Customer Key for Microsoft 365
How Customer Key lets you bring your own encryption keys for Microsoft 365 service encryption — and when to use it.
Customer Key is the Microsoft 365 capability that lets a customer provide and manage the root encryption keys used to encrypt their tenant data at rest. Microsoft uses your keys to encrypt content; you control whether Microsoft can decrypt it. It's the strongest form of customer-controlled encryption in Microsoft 365.
What Customer Key encrypts
Customer Key applies to data at rest in:
- Exchange Online mailboxes.
- SharePoint Online sites.
- OneDrive for Business.
- Microsoft Teams files (stored in SharePoint).
- Microsoft 365 Copilot content (when Copilot is in scope).

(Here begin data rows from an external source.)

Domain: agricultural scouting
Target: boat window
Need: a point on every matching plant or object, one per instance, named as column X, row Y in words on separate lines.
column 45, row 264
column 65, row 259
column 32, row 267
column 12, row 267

It's a service-level encryption layer on top of Microsoft's default storage encryption. Default storage encryption uses Microsoft-managed keys; Customer Key adds a customer-managed key as a wrapper.
The architecture
Customer Key works with Azure Key Vault in the customer's own Azure subscription:
- Customer creates two RSA keys in two separate Azure Key Vaults (in two regions, for resilience).
- Customer grants permissions to Microsoft's specific service principal to wrap/unwrap with those keys.
- Customer creates a data encryption policy (DEP) in the Microsoft 365 admin center referencing those keys.
- Microsoft applies the DEP to relevant mailboxes / sites / OneDrives.
- Microsoft encrypts the data using a chain that ends at the customer's keys in Azure Key Vault. Without the customer's keys, the data cannot be decrypted.
What this gives you
- Cryptographic control — Microsoft cannot decrypt the data without the customer's permission.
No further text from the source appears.